Error correction method
Because the set rated segmentation step length distance is based on the rated rotating speed of the fan blade, the rated rotating speed of a higher level is difficult to reach when the blade rotates generally, so the actual number of real segmentation points is often less than the number of segmentation points output in the previous step, and a wrong segmentation post-processing mechanism is added. When wrong division occurs, the value of the corresponding division point in the feature vector is not the position of the trough of the wave; the value of the miscut point is greater than the value of the integral segmentation point. Thus, with this feature, the misclassification determination threshold is set:
mean (Energy [ m ]) + std (Energy [ m ]), where mean represents the mean and std represents the standard deviation;
and removing the segmentation points with the values larger than the misclassification judgment threshold value to obtain the final segmentation point coordinates m'. Finally, the coordinate m' is converted back to the time index according to the conversion relation prop.
Examples of embodiment
Data was collected from a wind field idling fan and two sets of audio signals a and B were used for the experiment. Under the experimental conditions, the rated rotating speed of the blade tip of the fan is 8.5RPM (revolutions per minute), and the audio sampling frequency is 51.2 kHz. In order to verify the segmentation effect, the two fans are subjected to manual audio labeling, and the accurate segmentation point position is determined.
The original audio signal image of audio signal a is shown in fig. 1. The duration of the audio A is 65.53125 seconds, and an obvious regular wind sweeping form cannot be observed in the original audio; obtaining a time-frequency spectrum matrix of A after short-time Fourier transform, obtaining a power spectrum matrix of decibel (dB) unit by conversion according to a conversion method used in the scheme, wherein the dimension of the power spectrum matrix is (4097 multiplied by 3277) under experimental parameters (n _ fft is 8192, n _ overlap is 1024); and obtaining 0.019997329874885564 a conversion relation prop according to the audio time length and the time domain dimension of the power spectrum matrix, and 117.66276753906142 a rated segmentation step distance calculated according to the rated rotating speed and the conversion relation.

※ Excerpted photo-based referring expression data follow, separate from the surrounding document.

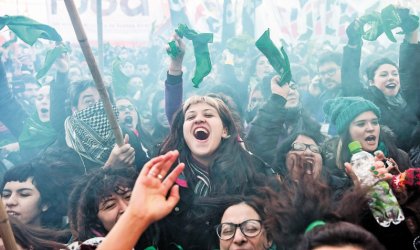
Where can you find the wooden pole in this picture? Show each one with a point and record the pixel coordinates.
(94, 70)
(100, 35)
(6, 232)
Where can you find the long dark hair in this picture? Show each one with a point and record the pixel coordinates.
(51, 191)
(88, 193)
(339, 234)
(36, 238)
(297, 206)
(207, 212)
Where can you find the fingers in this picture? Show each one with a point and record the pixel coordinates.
(173, 197)
(159, 166)
(171, 178)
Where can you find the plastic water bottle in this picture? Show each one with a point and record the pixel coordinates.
(383, 204)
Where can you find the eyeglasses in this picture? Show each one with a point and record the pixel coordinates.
(297, 146)
(249, 228)
(328, 73)
(123, 108)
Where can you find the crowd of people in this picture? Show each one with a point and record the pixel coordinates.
(242, 162)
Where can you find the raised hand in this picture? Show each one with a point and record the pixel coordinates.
(175, 65)
(149, 199)
(277, 89)
(149, 202)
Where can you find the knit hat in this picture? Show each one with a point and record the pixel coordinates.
(342, 110)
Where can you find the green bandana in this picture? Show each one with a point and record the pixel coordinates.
(10, 42)
(36, 133)
(201, 51)
(50, 58)
(29, 30)
(278, 59)
(389, 19)
(375, 29)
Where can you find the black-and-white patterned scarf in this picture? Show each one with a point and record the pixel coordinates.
(88, 132)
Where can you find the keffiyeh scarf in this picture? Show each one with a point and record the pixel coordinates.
(88, 132)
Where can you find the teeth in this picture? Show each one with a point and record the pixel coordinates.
(308, 167)
(370, 138)
(201, 134)
(200, 130)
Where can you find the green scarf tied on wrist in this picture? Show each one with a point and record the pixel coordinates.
(390, 20)
(29, 30)
(201, 51)
(373, 20)
(278, 59)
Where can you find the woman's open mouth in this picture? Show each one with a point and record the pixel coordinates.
(391, 85)
(371, 139)
(201, 134)
(44, 110)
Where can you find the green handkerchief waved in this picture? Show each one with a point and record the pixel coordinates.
(278, 59)
(201, 51)
(29, 30)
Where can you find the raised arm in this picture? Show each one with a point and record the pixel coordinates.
(58, 95)
(173, 83)
(11, 112)
(154, 196)
(350, 75)
(409, 67)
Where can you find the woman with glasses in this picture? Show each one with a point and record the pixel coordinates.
(299, 157)
(392, 87)
(281, 116)
(241, 226)
(357, 119)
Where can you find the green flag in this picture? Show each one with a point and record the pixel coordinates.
(29, 30)
(201, 51)
(50, 58)
(390, 20)
(119, 79)
(10, 42)
(374, 23)
(278, 59)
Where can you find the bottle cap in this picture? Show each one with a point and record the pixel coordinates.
(355, 146)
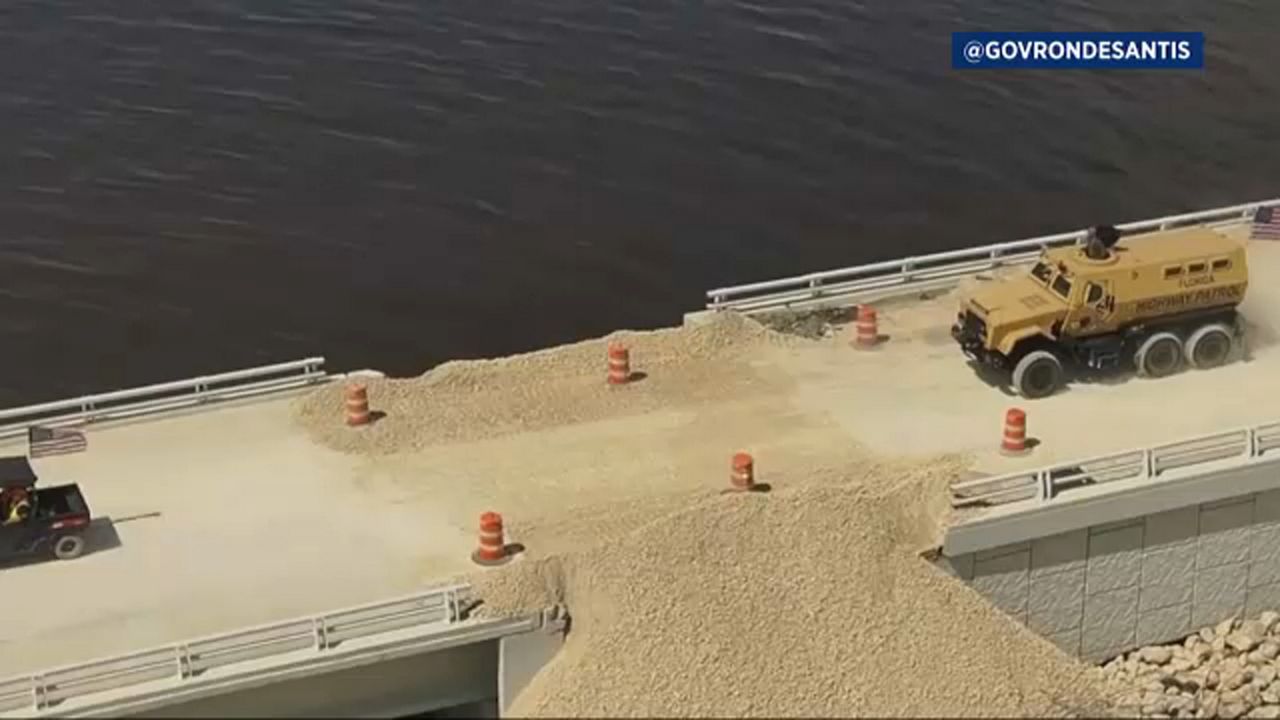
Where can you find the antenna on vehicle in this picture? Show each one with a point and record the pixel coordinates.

And calculating to obtain the coordinates of the upper limit and the lower limit of the longitudinal axis of the power spectrum matrix as (256, 32) according to the sampling frequency of 51.2kHz and the upper limit and the lower limit of the filtering of 800Hz/100 Hz. The mid-frequency energy characteristic of a after vertical summing is shown in fig. 2. It can be clearly seen in fig. 2 that each segment of the wave peak represents the periodic wind sweeping sound of one blade of the fan. Using a spike identification algorithm, finding all the trough positions in fig. 2 based on the calculated nominal segmentation step size is shown in fig. 3. The dotted line is a threshold line for correcting misclassification, if the value of a segmentation point is above the threshold line, the segmentation point is removed, and the misclassification point above the threshold line does not appear in the segmentation of the A. The x-type icon is all the division points m of the positioning.
Converting m to a time index (in seconds) m' through a conversion relation prop, wherein the coordinate of the algorithm division point of A is as follows:
[1.3198237717424472,4.95933780897162,8.538859856576137,11.158510070186145,15.277960024412572,18.677506103143116,21.31715364662801,25.2166329722307,28.03625648458956,30.935869316447967,34.55538602380226,37.5349881751602,40.634574305767465,44.114109703997556,46.87374122673177,49.993324687213914,52.952929508696975,55.93253166005493,58.67216585291425,61.35180805614891,64.31141287763198];
the coordinates of the manual accurate segmentation points of A are as follows:
[1.03,4.65,8.26,11.72,15.22,18.21,21.6,25.08,28.07,30.94,34.42,37.39,40.58,43.72,46.77,49.83,52.88,55.73,58.43,61.18,64.24];
the average error of the population is within 0.1 s. The effect of showing the segmentation points in the raw waveform diagram and the power spectrum diagram is shown in fig. 4 and 5.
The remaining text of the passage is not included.